The video is called “When China met Carolina,” and it was released on Sept. 18 to Youtube and emailed to various media outlets (including Quartz). Through a series of folksy interviews with ordinary people, company heads, and professionals in North and South Carolina, it describes how the southern US is benefiting from investment from China.

Over acoustic guitar music and beautiful shots of working class America, Carolinians explain that China and the US share a lot of common ground.

“We all have a dream, whether it’s an American dream or a China dream,” Ty Taylor, President of Greenfield Industries, a tool maker based in Seneca, South Carolina, says in the video. ”We have a chance of getting there together.”

Greenfield and Tides & Times

More than half of the six-minute long video is devoted to Greenfield and its new Chinese owner Top-eastern Group. The world’s largest manufacturer of twist drills from China’s northeastern city of Dalian bought Greenfield in 2009. Top-eastern Group invested $20 million in 2009 to save Greenfield from bankruptcy, a Greenfield executive explains, and since then the company’s employees have grown from 116 to 350.

Employees were concerned about having a Chinese owner, one woman explains, especially after listening to television reports warning of Chinese takeovers. But the company keeps hiring and she still has her job. “It’s like a family atmosphere,” she says. “It’s just been amazing.”

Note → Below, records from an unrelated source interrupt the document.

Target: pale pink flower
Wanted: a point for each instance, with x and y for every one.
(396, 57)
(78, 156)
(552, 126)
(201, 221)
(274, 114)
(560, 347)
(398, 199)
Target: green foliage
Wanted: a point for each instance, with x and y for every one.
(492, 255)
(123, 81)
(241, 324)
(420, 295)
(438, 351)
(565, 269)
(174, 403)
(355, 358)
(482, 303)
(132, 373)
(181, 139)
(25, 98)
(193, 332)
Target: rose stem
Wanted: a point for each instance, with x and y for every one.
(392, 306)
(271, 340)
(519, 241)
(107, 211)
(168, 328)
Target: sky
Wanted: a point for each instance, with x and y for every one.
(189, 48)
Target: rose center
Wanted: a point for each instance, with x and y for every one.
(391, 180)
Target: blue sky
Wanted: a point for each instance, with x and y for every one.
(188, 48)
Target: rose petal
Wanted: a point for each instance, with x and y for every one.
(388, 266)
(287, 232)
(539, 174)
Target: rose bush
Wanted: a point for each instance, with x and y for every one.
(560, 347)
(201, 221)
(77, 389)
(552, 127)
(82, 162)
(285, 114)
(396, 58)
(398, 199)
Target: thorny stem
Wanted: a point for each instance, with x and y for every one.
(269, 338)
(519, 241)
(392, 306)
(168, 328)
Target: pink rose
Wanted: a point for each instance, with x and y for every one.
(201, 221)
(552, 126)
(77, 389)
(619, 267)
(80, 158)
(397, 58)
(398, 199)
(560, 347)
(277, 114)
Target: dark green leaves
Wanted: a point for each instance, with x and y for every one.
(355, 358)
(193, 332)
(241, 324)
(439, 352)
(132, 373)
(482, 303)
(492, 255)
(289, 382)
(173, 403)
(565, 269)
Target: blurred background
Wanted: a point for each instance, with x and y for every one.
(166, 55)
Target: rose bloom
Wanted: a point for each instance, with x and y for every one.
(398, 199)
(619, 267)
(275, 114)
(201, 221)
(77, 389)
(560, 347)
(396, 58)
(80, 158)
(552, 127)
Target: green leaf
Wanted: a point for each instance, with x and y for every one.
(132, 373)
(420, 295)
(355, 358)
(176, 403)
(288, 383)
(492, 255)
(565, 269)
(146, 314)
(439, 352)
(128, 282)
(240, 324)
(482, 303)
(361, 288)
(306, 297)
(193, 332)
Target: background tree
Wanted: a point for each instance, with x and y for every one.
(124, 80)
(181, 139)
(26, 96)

In the second story, the Chinese owner of Tides & Times Group, a lumber and logs shipper headquartered in Charlotte, North California, guarantees his US workers that they will always have a job with the company, “no matter how hard the economy is.”

But who made it?

The video signs off by listing a studio named Fuxing Road, which also means “the road to rejuvenation” in Chinese. There is no official production company named, nor credits for the film-making crew.

The Youtube channel where it appears, called “China Meets America,” was set up by the studio to promote the video overseas, Olivia Rogers, head of publicity for the video, told Quartz via e-mail. The studio is privately funded, she said, and made up of a group of Chinese professionals who want to “get a more true message about China out to the world.” None of those professionals or the companies funding the studio are connected to the Chinese government, she adds.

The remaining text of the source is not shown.